Revenge Porn a Perugia, processo in vista per una 35enne
Una donna di 35 anni è accusata di aver diffuso contenuti intimi di un ex amante, un reato noto come revenge porn. La vittima della divulgazione non consensuale è un uomo. A scrivere del fatto, accaduto nella provincia di Perugia, è Egle Priolo del Messaggero Umbria.
La vicenda ha inizio alla fine di un’estate di relazioni clandestine. L’amante, un 42enne già impegnato, decide di tornare alla stabilità del suo rapporto ufficiale, scatenando la reazione della donna. La storia si snoda tra messaggi e minacce, culminando in un episodio di vendetta che ha portato l’accusa di stalking e diffusione illecita di immagini sessualmente esplicite.
Tutto comincia nell’estate precedente, quando la donna, identificata come S.L., incontra l’uomo su una piattaforma di incontri. Entrambi cercano nuove esperienze e avviano una relazione che inizialmente appare soddisfacente. Tuttavia, con il passare del tempo, la donna inizia a sviluppare sentimenti più profondi. Le serate trascorse insieme e la loro intimità fisica la portano a immaginare un futuro diverso, ma l’uomo decide di interrompere il legame.
Da quel momento inizia un periodo di tormento per la coppia coinvolta. S.L. comincia a inviare messaggi all’ex amante, chiedendo di rivedersi. Quando le sue richieste vengono respinte, la situazione si aggrava. La donna decide di colpire la compagna dell’uomo, inviandole foto e video dei loro rapporti intimi. Il primo invio avviene tramite Facebook alla fine di novembre 2022, mostrando immagini esplicite che rivelano il tradimento.
Successivamente, S.L. invia anche una foto dell’abitazione dell’uomo, insinuando di sapere dove vive. Questo gesto scatena una lite tra la coppia tradita. Nonostante la reazione della compagna, S.L. non si ferma. La donna rintraccia la rivale su Instagram e le invia messaggi vocali offensivi, confermando di aver avuto rapporti sessuali con il suo compagno.

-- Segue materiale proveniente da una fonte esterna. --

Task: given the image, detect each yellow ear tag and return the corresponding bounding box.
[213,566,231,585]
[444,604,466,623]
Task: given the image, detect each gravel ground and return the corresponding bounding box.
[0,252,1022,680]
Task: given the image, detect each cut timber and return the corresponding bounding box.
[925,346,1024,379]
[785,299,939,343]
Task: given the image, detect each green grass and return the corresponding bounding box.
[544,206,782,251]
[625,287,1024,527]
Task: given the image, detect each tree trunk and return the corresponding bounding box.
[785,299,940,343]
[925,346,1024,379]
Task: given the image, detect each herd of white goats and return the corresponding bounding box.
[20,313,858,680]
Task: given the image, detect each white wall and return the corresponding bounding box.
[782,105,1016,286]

Le azioni di S.L. – scrive il Messaggero – si intensificano. Inizia a manifestarsi un comportamento persecutorio: si presenta ripetutamente sotto casa della coppia e continua a contattare l’uomo tramite chiamate e messaggi. A distanza di un mese dal primo invio, continua a inviare ulteriori immagini esplicite alla compagna dell’amante.

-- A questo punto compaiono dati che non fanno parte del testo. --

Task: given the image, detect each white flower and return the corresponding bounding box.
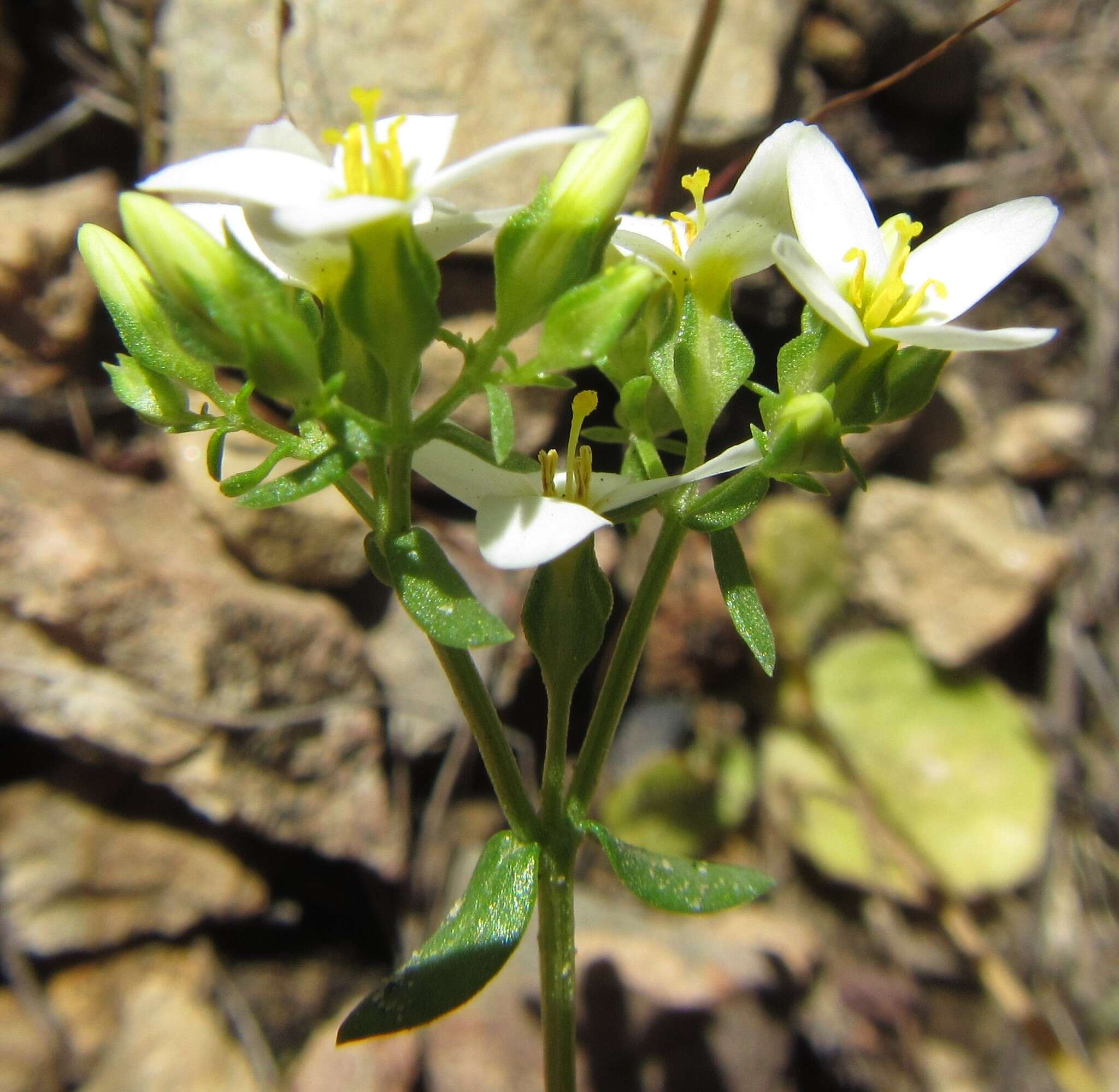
[613,121,807,304]
[139,89,601,289]
[412,391,762,568]
[773,125,1057,350]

Le sue azioni creano un forte stato di ansia e paura nelle vittime, costringendole a modificare le loro abitudini quotidiane. Questi comportamenti rientrano nella definizione di atti persecutori secondo il codice penale italiano. La situazione porta il pubblico ministero Elisa Iacone a chiedere il rinvio a giudizio della donna. S.L. dovrà ora presentarsi davanti al giudice Luca Cercola per l’udienza preliminare, dove rischia di essere processata per reati che possono comportare fino a 6 anni di carcere.